La sua presenza mi strugge di un dolore che amo, il suo fuoco mi consuma di una fiamma che desidero, il suo tocco mi annienta di una ferita che bramo. 
Una lacrima di sangue sgorga in profondità dal mio cuore in estasi. Il piacere mi assale, il desiderio cresce, persino l'amore riconosce però che non si può possedere una tale grandezza. La fermezza del mio sguardo cede a contatto con il suo, passo dopo passo sono costretto ad abbassare la visiera smerigliata di goccioline come a proteggere i miei occhi quasi indegni di così tanta luce. 
Le porgo il casco senza proferire parole, lei scherza indossandolo e cerca il mio sorriso schernitore. Un sorriso forzato dalle mie guance che non scalfisce minimamente il suo splendore, ma si rivolta bensì al suo perso fattore. 
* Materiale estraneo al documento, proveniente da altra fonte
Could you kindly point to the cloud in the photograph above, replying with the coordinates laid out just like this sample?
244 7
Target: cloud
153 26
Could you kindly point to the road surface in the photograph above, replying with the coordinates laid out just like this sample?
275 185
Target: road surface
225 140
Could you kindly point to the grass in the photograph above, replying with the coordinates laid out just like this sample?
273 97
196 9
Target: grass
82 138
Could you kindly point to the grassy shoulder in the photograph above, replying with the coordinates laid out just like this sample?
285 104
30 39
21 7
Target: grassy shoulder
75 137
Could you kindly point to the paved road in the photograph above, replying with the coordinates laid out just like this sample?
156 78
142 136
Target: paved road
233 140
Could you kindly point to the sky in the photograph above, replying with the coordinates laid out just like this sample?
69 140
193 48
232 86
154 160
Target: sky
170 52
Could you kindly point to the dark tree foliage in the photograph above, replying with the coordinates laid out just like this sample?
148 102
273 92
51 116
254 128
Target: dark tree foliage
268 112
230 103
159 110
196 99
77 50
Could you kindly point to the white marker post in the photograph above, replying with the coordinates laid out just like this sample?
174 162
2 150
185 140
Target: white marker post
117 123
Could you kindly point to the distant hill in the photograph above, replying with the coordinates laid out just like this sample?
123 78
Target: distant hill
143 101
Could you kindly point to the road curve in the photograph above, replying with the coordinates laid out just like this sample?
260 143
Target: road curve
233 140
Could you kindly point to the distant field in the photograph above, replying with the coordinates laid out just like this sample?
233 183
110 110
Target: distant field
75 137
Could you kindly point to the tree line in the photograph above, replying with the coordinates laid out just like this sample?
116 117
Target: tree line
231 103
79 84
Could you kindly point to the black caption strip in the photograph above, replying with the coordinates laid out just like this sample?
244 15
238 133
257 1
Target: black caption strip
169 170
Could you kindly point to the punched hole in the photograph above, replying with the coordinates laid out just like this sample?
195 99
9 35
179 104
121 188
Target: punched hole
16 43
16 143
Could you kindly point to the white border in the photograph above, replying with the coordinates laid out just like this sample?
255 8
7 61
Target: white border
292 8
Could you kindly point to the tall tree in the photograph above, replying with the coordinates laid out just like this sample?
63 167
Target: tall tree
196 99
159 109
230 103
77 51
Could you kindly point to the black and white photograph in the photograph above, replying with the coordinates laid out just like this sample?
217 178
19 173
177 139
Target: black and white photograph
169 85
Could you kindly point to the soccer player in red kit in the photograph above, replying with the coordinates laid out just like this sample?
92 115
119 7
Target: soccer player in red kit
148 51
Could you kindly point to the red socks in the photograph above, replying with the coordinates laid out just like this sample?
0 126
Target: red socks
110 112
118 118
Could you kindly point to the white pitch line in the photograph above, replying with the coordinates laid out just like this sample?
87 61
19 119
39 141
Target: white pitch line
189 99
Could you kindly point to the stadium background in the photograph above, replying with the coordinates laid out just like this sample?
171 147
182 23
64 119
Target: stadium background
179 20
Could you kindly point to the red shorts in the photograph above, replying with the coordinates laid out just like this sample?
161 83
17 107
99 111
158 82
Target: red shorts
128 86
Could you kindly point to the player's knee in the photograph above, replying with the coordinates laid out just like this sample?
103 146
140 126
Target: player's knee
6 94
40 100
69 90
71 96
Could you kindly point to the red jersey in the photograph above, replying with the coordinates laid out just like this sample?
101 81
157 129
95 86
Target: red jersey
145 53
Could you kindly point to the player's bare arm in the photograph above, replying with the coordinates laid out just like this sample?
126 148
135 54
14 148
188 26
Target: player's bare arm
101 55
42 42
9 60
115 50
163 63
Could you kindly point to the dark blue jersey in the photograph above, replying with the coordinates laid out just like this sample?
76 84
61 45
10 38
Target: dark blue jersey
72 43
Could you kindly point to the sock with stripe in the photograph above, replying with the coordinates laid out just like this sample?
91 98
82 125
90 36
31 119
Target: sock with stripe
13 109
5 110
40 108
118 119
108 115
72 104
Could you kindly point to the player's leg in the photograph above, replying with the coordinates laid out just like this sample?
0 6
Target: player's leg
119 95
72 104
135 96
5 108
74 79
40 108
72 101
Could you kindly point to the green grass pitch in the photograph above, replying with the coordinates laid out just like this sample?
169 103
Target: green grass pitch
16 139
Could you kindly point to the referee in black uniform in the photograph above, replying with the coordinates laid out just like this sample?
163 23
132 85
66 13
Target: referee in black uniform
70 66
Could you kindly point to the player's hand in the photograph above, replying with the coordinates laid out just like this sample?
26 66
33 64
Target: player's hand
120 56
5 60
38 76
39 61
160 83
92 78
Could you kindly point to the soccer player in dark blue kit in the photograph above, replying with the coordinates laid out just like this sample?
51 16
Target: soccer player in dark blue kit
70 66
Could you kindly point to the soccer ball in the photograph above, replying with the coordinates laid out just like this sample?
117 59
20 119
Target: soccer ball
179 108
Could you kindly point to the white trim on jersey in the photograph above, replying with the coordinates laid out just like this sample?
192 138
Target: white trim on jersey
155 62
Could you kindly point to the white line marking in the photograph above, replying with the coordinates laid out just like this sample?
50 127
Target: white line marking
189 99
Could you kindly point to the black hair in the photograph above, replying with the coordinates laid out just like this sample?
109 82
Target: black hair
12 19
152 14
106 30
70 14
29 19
Lei sale sul motorino, dietro di me, con quella semplicità che caratterizza visceralmente ogni suo gesto più importante. Sento due mani poggiarsi debolmente ai miei fianchi, mentre un tremolio mi risale gelido per tutta la schiena. 
Vorrei che le sue dita mi stringessero con forza fino a lacerarmi l'anima, già perdutamente straziata in milioni di stralci differenti, accomunati tutti dall'amore per lei. 
Respiro con forza, mettendo in moto il cinquantino. Sento invadermi di nuovo dalla frenesia della città, un movimento agitato di cui io non riesco a far parte. Ogni fanale, ogni motore si muove verso qualcosa, nell'attesa di una vivida speranza di felicità. 
Il mio muovermi non può possedere nulla di questa ricerca. La mia felicità l'ho alle spalle, mi sfiora appena. Ma non è raggiungibile nemmeno con il più epico dei viaggi.